Washington Neighbourhood Inspector Paul Stewart believes the camera technology will lead to more successful court prosecutions.

He said: “Officers will activate the cameras when they walk into the scene and capture what is happening at the time – any damage, injuries and what is being said by the victim and the offender.

“This is especially useful for victims to make complaints and if we need to bring victimless prosecutions.”

However, Clare Phillipson, from Wearside Women in Need, believes improvements are still needed in the UK’s legal system to ensure perpetrators are brought to justice.

She said: “The trouble is, the courts are still our biggest problem. It was in the news that a man was given 16 weeks for punching his pregnant girlfriend, who lost the baby, and that man was given a year for punching a police horse.

“The courts value horses over pregnant women and unborn babies.

“We still have a long way to go with the courts.”

Northumbria Police and Crime Commissioner, Vera Baird QC, has been the driving force behind the initiative and helped fund the scheme, along with Northumbria Police, as part of the Safer Sunderland Partnership.

She said: “This is a very important issue to me and one I’m taking an active personal lead in.

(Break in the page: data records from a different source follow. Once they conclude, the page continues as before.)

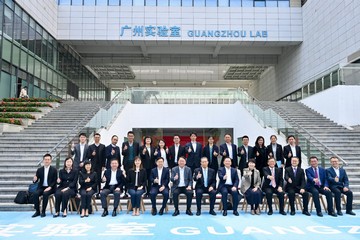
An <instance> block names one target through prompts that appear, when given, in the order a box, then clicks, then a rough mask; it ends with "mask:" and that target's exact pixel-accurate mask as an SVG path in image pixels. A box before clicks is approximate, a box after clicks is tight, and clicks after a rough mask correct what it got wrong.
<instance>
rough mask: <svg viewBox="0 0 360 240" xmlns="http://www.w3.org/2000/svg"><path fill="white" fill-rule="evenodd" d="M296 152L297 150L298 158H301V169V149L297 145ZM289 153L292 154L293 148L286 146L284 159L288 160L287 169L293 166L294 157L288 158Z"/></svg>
mask: <svg viewBox="0 0 360 240" xmlns="http://www.w3.org/2000/svg"><path fill="white" fill-rule="evenodd" d="M295 150H296V157H298V158H299V165H298V166H299V167H301V148H300V147H299V146H297V145H296V146H295ZM289 152H291V147H290V145H286V146H285V147H284V158H285V160H286V162H285V167H290V166H291V157H292V156H291V157H290V158H289V157H288V155H289ZM291 155H292V154H291Z"/></svg>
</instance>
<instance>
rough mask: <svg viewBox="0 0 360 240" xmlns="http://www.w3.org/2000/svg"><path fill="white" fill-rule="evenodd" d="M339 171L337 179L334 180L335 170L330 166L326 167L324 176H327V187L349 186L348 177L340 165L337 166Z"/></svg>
mask: <svg viewBox="0 0 360 240" xmlns="http://www.w3.org/2000/svg"><path fill="white" fill-rule="evenodd" d="M339 173H340V176H339V181H338V182H335V177H336V173H335V170H334V169H333V168H332V167H330V168H328V169H326V176H327V180H328V183H329V187H330V188H333V187H341V188H343V187H346V188H349V178H348V176H347V174H346V171H345V169H344V168H342V167H341V168H339Z"/></svg>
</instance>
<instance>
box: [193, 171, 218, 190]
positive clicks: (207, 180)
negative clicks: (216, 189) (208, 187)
mask: <svg viewBox="0 0 360 240" xmlns="http://www.w3.org/2000/svg"><path fill="white" fill-rule="evenodd" d="M199 172H200V173H201V178H199V179H197V178H196V176H197V175H198V173H199ZM194 181H195V182H196V184H195V189H198V188H205V185H204V173H203V169H202V167H199V168H196V169H195V170H194ZM210 186H212V187H213V189H215V188H216V172H215V170H214V169H211V168H209V167H208V171H207V187H210Z"/></svg>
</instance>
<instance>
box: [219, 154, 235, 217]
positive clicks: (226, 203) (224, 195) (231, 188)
mask: <svg viewBox="0 0 360 240" xmlns="http://www.w3.org/2000/svg"><path fill="white" fill-rule="evenodd" d="M218 175H219V179H220V182H219V187H218V191H219V192H220V193H221V202H222V205H223V208H224V211H223V216H227V200H228V199H227V198H228V194H231V196H232V200H233V214H234V215H235V216H239V212H238V211H237V207H238V204H239V200H240V199H239V193H238V186H239V175H238V173H237V169H236V168H233V167H231V158H229V157H225V158H224V167H221V168H219V170H218Z"/></svg>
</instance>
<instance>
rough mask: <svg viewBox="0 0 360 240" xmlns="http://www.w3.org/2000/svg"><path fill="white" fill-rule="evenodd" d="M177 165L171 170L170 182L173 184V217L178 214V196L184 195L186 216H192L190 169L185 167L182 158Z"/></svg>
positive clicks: (190, 171) (179, 158)
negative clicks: (177, 165) (174, 208)
mask: <svg viewBox="0 0 360 240" xmlns="http://www.w3.org/2000/svg"><path fill="white" fill-rule="evenodd" d="M178 163H179V165H178V166H176V167H174V168H173V169H172V170H171V182H172V183H173V185H172V187H171V191H172V193H173V200H174V207H175V211H174V213H173V216H177V215H179V214H180V212H179V195H180V194H185V195H186V214H187V215H189V216H192V215H193V214H192V212H191V201H192V194H193V191H192V183H193V182H192V174H191V169H190V168H189V167H188V166H185V164H186V160H185V158H184V157H180V158H179V161H178Z"/></svg>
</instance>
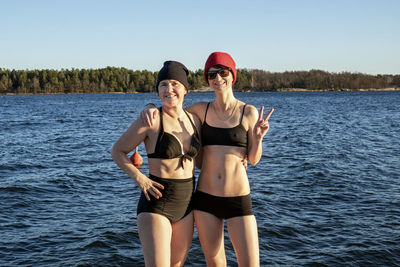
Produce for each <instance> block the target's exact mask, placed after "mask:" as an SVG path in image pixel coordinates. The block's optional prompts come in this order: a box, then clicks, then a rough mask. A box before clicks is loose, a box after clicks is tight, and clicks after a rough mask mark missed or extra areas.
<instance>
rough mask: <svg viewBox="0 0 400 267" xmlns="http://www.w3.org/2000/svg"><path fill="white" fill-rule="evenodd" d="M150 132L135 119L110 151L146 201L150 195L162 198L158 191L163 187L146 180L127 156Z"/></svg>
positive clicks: (118, 163)
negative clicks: (135, 120) (148, 133)
mask: <svg viewBox="0 0 400 267" xmlns="http://www.w3.org/2000/svg"><path fill="white" fill-rule="evenodd" d="M150 130H151V128H150V127H147V126H145V125H144V124H143V123H142V122H141V120H140V119H137V120H136V121H135V122H134V123H132V125H131V126H130V127H129V128H128V130H126V132H125V133H123V134H122V135H121V137H120V138H119V139H118V140H117V142H115V144H114V145H113V147H112V149H111V156H112V158H113V160H114V161H115V163H116V164H117V165H118V166H119V167H120V168H121V170H122V171H124V172H125V173H126V174H127V175H128V176H129V177H131V178H132V179H133V180H134V181H135V182H136V183H137V184H138V186H139V187H140V189H141V190H142V191H143V193H144V195H145V196H146V199H147V200H150V194H151V195H153V196H154V197H155V198H160V197H162V194H161V192H160V191H159V190H158V189H164V187H163V186H162V185H161V184H159V183H157V182H154V181H153V180H151V179H150V178H148V177H147V176H146V175H144V174H143V173H142V172H141V171H140V170H139V169H138V168H136V167H135V166H134V165H133V164H132V162H131V161H130V160H129V158H128V156H127V154H128V153H129V152H131V151H132V150H133V149H134V148H135V147H137V146H138V145H139V144H140V143H141V142H143V141H144V140H145V139H146V138H147V136H148V133H149V131H150Z"/></svg>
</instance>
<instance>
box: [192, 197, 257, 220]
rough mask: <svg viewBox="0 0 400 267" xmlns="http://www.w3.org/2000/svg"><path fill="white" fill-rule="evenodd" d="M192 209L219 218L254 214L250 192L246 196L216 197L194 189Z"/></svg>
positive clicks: (223, 217)
mask: <svg viewBox="0 0 400 267" xmlns="http://www.w3.org/2000/svg"><path fill="white" fill-rule="evenodd" d="M193 209H195V210H201V211H205V212H208V213H211V214H213V215H214V216H216V217H218V218H220V219H229V218H233V217H238V216H246V215H253V214H254V213H253V209H252V206H251V197H250V194H248V195H246V196H235V197H218V196H214V195H210V194H207V193H204V192H201V191H196V192H195V193H194V195H193Z"/></svg>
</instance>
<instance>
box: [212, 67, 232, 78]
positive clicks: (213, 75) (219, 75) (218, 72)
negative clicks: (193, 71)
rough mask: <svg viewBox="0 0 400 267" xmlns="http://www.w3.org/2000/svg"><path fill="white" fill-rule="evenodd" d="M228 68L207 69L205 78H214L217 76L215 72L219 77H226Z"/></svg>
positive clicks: (216, 74)
mask: <svg viewBox="0 0 400 267" xmlns="http://www.w3.org/2000/svg"><path fill="white" fill-rule="evenodd" d="M229 72H230V69H219V70H215V71H209V72H207V78H208V79H209V80H214V79H215V78H217V74H219V76H221V77H227V76H228V75H229Z"/></svg>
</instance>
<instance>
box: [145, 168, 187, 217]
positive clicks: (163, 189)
mask: <svg viewBox="0 0 400 267" xmlns="http://www.w3.org/2000/svg"><path fill="white" fill-rule="evenodd" d="M149 177H150V179H151V180H153V181H155V182H157V183H160V184H162V185H163V186H164V189H161V190H160V191H161V193H162V197H161V198H159V199H156V198H155V197H153V196H150V201H148V200H147V199H146V197H145V195H144V193H143V192H142V193H141V195H140V199H139V203H138V206H137V214H139V213H141V212H150V213H157V214H161V215H164V216H165V217H167V218H168V220H169V221H170V222H171V223H175V222H177V221H179V220H180V219H182V218H183V217H185V216H186V215H188V214H189V213H190V212H191V211H192V203H191V200H192V195H193V190H194V183H195V179H194V177H192V178H188V179H166V178H160V177H157V176H154V175H151V174H150V175H149Z"/></svg>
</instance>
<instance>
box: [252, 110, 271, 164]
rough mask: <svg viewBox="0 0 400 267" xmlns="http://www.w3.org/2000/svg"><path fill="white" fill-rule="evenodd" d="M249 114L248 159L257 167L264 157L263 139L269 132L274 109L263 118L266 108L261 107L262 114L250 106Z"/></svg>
mask: <svg viewBox="0 0 400 267" xmlns="http://www.w3.org/2000/svg"><path fill="white" fill-rule="evenodd" d="M250 107H251V110H250V112H249V115H248V116H249V117H248V118H249V120H248V121H249V144H248V152H247V153H248V159H249V161H250V163H251V164H252V165H256V164H257V163H258V162H259V161H260V159H261V155H262V139H263V137H264V135H265V134H266V133H267V132H268V130H269V123H268V119H269V117H271V115H272V112H274V109H273V108H271V109H270V111H269V112H268V114H267V115H266V116H265V117H264V118H263V112H264V106H261V108H260V113H258V112H257V109H256V108H255V107H253V106H250Z"/></svg>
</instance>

“Domestic abuse is still a hidden crime, but I hope this new initiative goes a long way to helping victims find a voice to stand up against the crime by talking not only to the police, but Wearside Women In Need also, particularly when an incident has just happened.”

Chairman of Safer Sunderland, Councillor Harry Trueman, added: “It is still a very underground crime, which people are frightened to report, because they might still love their partners.

“It is very difficult to bring to the fore, but good on Wearside Women in Need and the police for taking the initiative.”

Independent and confidential advice is available to victims 24-hours a day on 0800 066 5555.